Modulons les allocs!

Ça fait des jours que je me dis que j'ai encore rien glandé sur ce blog...
Sauf hier. J'ai publié une capture d'écran sans texte ni rien et le billet en question a explosé les compteurs des visites. Faut que j'arrête d'écrire en fait.
Je voulais écrire sur la Manif des dingos de dimanche dernier et puis le temps à passé... Et comme cette manif bleu blanc rose est retombée comme un soufflé au fromage moisi, je m'abstiendrai de répéter encore et toujours ce que j'ai déjà maintes fois dit sur ce blog.

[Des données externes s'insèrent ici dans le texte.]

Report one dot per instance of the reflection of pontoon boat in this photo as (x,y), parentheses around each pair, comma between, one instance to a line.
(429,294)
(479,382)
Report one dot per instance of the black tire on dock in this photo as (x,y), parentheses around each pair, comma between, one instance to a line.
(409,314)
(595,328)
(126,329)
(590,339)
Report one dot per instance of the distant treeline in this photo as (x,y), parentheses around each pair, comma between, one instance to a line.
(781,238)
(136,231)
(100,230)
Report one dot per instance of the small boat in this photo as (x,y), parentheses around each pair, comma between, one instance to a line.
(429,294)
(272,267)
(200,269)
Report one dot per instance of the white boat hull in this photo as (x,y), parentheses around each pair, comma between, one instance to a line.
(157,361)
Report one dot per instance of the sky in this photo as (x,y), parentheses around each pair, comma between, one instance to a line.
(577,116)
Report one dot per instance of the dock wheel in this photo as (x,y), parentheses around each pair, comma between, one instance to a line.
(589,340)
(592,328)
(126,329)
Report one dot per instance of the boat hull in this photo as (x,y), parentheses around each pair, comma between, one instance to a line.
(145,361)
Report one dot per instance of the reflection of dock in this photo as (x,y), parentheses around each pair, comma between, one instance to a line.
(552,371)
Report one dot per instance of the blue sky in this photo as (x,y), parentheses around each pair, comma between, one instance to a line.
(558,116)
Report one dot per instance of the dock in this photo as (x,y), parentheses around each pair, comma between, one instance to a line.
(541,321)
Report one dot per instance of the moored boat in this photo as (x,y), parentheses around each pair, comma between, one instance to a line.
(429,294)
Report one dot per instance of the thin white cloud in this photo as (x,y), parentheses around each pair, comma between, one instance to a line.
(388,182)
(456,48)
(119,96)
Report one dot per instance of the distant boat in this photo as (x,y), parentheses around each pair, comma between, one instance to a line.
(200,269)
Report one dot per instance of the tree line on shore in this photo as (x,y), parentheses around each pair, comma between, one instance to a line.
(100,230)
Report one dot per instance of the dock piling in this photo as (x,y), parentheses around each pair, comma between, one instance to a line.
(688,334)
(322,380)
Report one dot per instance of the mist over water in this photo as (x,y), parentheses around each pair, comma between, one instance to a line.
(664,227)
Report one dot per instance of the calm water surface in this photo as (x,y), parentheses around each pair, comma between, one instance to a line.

Par contre, depuis quelques jours, il y a un sujet qui m'intéresse particulièrement, c'est cette histoire de modulation des allocations familiales selon les ressources. Comme je l'ai déjà écrit en avril 2013, j'y suis favorable.
J'avoue que j'ai un peu du mal à comprendre, et carrément à admettre, que, quel que soit le revenu des parents, toutes les familles touchent la même somme pour leurs enfants. Ça m'échappe complètement.
  • 129,35 euros pour deux enfants,
  • 295,05 euros pour trois enfants,
  • 460,77 euros pour quatre.
Je reste convaincue que certaines familles en ont davantage besoin que d'autres. Du coup, quand les députés PS ont approuvé l'idée d'amender le PLFSS pour proposer que les allocations familiales soient soumises à des conditions de ressources, j'ai applaudi. Pour deux raisons. La première, parce que c'est une preuve de bon sens. La deuxième, parce qu'il y avait longtemps qu'une idée n'avait pas fait consensus chez les socialos.
 
Mais au nom du sacro-saint principe d'universalité, François Hollande a repoussé cette idée. Mais je ne doute pas qu'il examine sérieusement l'idée puisqu'il a juste dit que c'était "un principe qui pour l'instant est en discussion et n'a pas été retenu". 
François Fillon, quant à lui a carrément dit qu'il s'agissait là d'une "attaque contre les familles". Bah voyons. Venant d'un type de droite dont le camp envisageait de fiscaliser les allocs en 2012, c'est cocasse.
 
Cela dit, l'idée n'est pas nouvelle. Ça fait des lustres qu'on en parle.
J'ai souvenir de ma mère, il y a des années de cela, qui bossait dans une grosse boîte informatique américaine à 3 lettres. Elle bossait aux RH et gérait les salariés qu'on appelait alors "détachés internationaux". Les salaires étaient en francs mais s'ils avaient été en euros, on aurait alors dit qu'ils étaient à 5 chiffres. Bref. Et bien je me souviens de ma mère qui s'étranglait à chaque fois qu'elle avait à gérer leurs dossiers d'allocations familiales. "Je ne comprends pas que des gens qui gagnent autant touchent les allocations familiales", disait-elle. Et ma mère n'est pas de gauche, sache-le.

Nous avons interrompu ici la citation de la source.